Randal insisted on making Mrs. Presty express herself plainly. “You speak of guilty persons,” he said. “Am I to understand that one of those guilty persons is my brother?”

Mrs. Linley advanced a step and took the parasol from the table. Hearing what Randal said, she paused, wondering at the strange allusion to her husband. In the meanwhile, Mrs. Presty answered the question that had been addressed to her.

“Yes,” she said to Randal; “I mean your brother, and your brother’s mistress—Sydney Westerfield.”

Mrs. Linley laid the parasol back on the table, and approached them.

She never once looked at her mother; her face, white and rigid, was turned toward Randal. To him, and to him only, she spoke.

“What does my mother’s horrible language mean?” she asked.

Mrs. Presty triumphed inwardly; chance had decided in her favor, after all! “Don’t you see,” she said to her daughter, “that I am here to answer for myself?”

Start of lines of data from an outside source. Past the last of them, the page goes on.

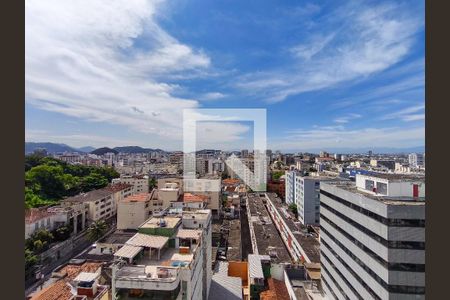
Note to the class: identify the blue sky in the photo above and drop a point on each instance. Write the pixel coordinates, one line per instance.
(331, 74)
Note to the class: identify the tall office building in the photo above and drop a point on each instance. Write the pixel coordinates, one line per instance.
(290, 187)
(373, 237)
(303, 191)
(415, 160)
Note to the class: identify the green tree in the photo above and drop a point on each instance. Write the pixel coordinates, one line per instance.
(96, 230)
(30, 259)
(46, 180)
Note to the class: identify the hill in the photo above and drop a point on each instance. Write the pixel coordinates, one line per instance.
(87, 149)
(30, 147)
(103, 150)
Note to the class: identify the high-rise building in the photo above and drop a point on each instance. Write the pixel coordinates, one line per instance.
(373, 237)
(307, 198)
(290, 187)
(304, 192)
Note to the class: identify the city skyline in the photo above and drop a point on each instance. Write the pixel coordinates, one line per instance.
(347, 76)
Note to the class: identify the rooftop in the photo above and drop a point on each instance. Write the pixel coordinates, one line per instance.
(141, 197)
(224, 286)
(118, 187)
(149, 241)
(90, 196)
(277, 291)
(398, 177)
(60, 290)
(351, 187)
(170, 222)
(117, 237)
(35, 214)
(188, 197)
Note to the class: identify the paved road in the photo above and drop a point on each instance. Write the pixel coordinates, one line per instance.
(246, 244)
(83, 246)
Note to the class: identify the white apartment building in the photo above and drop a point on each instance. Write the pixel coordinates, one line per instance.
(290, 187)
(207, 187)
(133, 210)
(139, 182)
(416, 160)
(44, 218)
(373, 237)
(307, 198)
(304, 191)
(101, 203)
(169, 258)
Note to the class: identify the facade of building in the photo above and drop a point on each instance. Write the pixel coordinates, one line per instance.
(139, 182)
(304, 192)
(290, 187)
(133, 210)
(416, 160)
(373, 238)
(101, 204)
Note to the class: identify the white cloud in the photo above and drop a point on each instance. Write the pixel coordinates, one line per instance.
(407, 114)
(340, 137)
(347, 118)
(212, 96)
(106, 61)
(375, 39)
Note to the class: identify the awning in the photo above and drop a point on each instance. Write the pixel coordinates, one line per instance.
(148, 241)
(189, 233)
(128, 251)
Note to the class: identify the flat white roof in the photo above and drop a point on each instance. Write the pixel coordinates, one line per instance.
(128, 251)
(149, 241)
(255, 268)
(86, 276)
(189, 233)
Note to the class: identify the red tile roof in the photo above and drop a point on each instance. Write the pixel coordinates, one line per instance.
(35, 214)
(277, 291)
(60, 290)
(118, 187)
(188, 197)
(141, 197)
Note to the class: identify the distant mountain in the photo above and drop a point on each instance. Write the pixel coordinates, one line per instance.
(132, 149)
(87, 149)
(103, 150)
(375, 150)
(136, 149)
(51, 148)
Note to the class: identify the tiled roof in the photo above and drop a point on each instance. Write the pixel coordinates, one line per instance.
(118, 187)
(60, 290)
(150, 241)
(277, 291)
(188, 197)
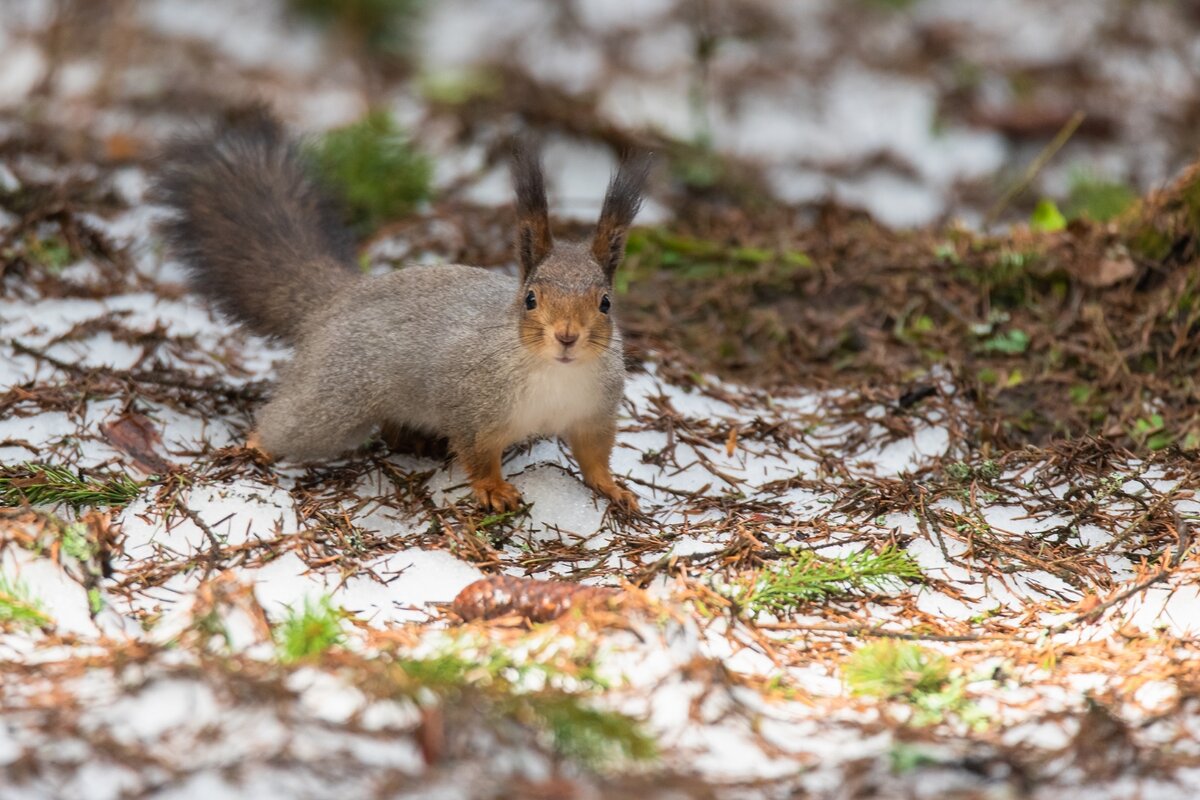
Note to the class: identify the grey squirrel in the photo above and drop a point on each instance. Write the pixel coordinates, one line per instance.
(479, 358)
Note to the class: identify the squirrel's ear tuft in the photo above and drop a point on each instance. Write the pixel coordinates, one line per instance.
(533, 215)
(621, 205)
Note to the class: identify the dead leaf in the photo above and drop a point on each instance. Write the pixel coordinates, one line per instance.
(538, 601)
(136, 435)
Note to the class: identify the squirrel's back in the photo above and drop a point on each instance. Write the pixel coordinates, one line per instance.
(255, 233)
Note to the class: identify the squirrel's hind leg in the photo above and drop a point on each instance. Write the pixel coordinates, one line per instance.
(300, 428)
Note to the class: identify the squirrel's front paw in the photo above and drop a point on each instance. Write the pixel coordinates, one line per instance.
(497, 494)
(255, 445)
(621, 498)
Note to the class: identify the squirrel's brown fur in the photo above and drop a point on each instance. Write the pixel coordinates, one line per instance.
(457, 352)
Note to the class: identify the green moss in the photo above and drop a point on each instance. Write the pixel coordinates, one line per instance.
(1098, 199)
(310, 631)
(592, 737)
(1047, 217)
(652, 250)
(45, 485)
(18, 607)
(51, 252)
(375, 169)
(384, 26)
(576, 729)
(1150, 242)
(903, 671)
(459, 86)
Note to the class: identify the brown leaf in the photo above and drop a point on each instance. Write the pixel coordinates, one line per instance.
(1109, 272)
(538, 601)
(136, 435)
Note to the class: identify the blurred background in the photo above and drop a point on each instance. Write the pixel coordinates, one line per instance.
(913, 110)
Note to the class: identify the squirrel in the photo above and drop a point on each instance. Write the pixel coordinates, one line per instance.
(483, 359)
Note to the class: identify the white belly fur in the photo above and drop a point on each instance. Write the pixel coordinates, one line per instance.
(555, 398)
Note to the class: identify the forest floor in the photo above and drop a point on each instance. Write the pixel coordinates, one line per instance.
(917, 504)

Mrs. Linley still looked at Randal, and still spoke to him. “It is impossible for me to insist on an explanation from my mother,” she proceeded. “No matter what I may feel, I must remember that she is my mother. I ask you again—you who have been listening to her—what does she mean?”

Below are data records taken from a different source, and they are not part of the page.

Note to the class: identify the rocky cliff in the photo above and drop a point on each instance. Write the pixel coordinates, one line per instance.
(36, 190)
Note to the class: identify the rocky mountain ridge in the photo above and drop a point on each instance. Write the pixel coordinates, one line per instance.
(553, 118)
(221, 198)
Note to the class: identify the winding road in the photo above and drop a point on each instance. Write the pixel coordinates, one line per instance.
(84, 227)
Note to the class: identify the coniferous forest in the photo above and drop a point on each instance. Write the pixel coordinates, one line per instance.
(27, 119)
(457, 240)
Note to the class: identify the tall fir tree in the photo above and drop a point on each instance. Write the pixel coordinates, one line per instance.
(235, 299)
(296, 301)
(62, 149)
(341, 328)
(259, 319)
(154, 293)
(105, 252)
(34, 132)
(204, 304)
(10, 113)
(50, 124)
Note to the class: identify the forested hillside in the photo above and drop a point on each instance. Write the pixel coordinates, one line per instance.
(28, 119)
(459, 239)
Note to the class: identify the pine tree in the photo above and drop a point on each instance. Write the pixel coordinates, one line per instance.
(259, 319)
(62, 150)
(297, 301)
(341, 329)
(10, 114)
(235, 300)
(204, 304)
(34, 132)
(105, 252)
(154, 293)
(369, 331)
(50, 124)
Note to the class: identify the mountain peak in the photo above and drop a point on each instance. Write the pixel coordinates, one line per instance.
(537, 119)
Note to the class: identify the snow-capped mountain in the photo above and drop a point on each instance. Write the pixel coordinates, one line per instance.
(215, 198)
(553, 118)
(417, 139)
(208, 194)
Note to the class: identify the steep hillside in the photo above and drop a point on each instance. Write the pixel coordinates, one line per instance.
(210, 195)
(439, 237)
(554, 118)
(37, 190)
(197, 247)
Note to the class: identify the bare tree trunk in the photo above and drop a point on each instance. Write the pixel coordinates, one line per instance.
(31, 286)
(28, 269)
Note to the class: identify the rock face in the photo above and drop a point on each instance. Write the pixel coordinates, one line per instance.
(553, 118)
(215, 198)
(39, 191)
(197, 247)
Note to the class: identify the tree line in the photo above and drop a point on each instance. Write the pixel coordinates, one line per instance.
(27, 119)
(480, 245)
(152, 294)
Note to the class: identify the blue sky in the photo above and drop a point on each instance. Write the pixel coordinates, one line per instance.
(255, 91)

Mrs. Presty’s sense of her own importance refused to submit to being passed over in this way.

“However insolently you may behave, Catherine, you will not succeed in provoking me. Your mother is bound to open your eyes to the truth. You have a rival in your husband’s affections; and that rival is your governess. Take your own course now; I have no more to say.” With her head high in the air—looking the picture of conscious virtue—the old lady walked out.